About two minues later, they call her and we walk back into the treatment area, Averie wheezing away. The girl who calls us says, "this way" and we follow her. An orderly walking by says "HEY! Wait a minute....YOU (pointing at Averie) sit!" and he grabs a wheelchair for her. This makes Charlie very happy. Finally, someone who actually seems like they care. We're wheeled to a bed, Averie is asked to disrobe and the process begins. I think this is actually the first time I begin to feel like things are gonna be ok. We're here, they'll help her. Charlie remains on guard. Watches everything they do with intensity. The nurse asks the questions we expect; what have you taken, what have you done, how long has this been happening, when was your last attack..etc, etc. Of course, the only thing on Averie's mind is needles. For every question they ask, she responds with the appropriate answer, followed closely by; "you're not going to give me a shot are you? there aren't gonna be any needles, are there?" They laugh. Even in her state, she can manage to make people laugh.

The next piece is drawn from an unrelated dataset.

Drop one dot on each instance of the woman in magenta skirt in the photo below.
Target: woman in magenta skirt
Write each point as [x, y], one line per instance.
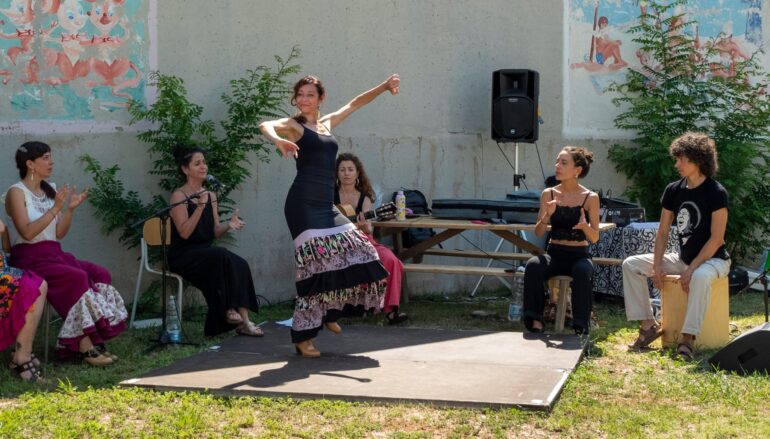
[81, 292]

When the doctor comes through, he orders an albuterol breathing treatment and once that's finished, she has another. Things are calming down. While her breathing becomes less labored, her heartrate rockets and she begins to shiver uncontrollably. Side effects of the Albuterol. We're familiar with them. They keep asking if she's cold. As the three of us watch the events unfolding around us, and hear the sounds of discomfort and pain, I'm grateful knowing that we're probably going to be leaving here tonight. Some won't be. I say to Averie, "there's a comedy routine in this." She pulls the breathing tube out of her shivering lips and says, "you don't think I've thought of that?" I smile. "I know you have, Honey. I know you have." Soon, her heartrate slows to within normal range, despite the appearance of a group of paramedics who I'm sure are on some "The Firemen of Newport Beach" calendar somewhere. The doctor gives Averie a prescription, some instructions, and releases her. Three hours after we walked into ER, we were at a Del Taco drivethru because she was hungry. She thanked us for everything; for taking care of her. I commented that I liked not being able to hear her gasping for breath. At that moment, I couldn't think of anything more comforting than buying her a chicken taco at midnight.

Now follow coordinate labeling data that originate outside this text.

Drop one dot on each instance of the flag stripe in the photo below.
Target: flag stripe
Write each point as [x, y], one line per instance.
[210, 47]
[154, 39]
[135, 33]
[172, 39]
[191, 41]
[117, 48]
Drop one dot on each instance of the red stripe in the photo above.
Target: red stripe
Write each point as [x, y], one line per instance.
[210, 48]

At around 1:30, when Charlie and I have tucked Averie in, woken a sleeping Caris up to tell her we were home and everything was ok, and settled into our own bed, we finally broke the worried parent silence and spoke to each other:
Charlie: Were you scared?
Me: I think you know the answer to that.
He reaches over in the darkness and squeezes my hand.

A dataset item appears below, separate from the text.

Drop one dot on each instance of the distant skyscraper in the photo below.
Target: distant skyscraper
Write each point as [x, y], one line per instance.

Me: Were you thinking about Kory and Nicole?
Charlie: I couldn't think of anything else. Losing a child is not something I'm prepared to deal with. No one should ever have to go through that. Ever.
Me: She's ok. We did good.
I squeezed his hand.
Charlie: Thank you for being there.
Me: Thank you for being there.
It's Averie job to make observations and create humor out of difficult situations. It's our job to see her through those difficult situations so that she CAN create humor out of them. Somehow, seeing her through them safely makes our payoff much sweeter.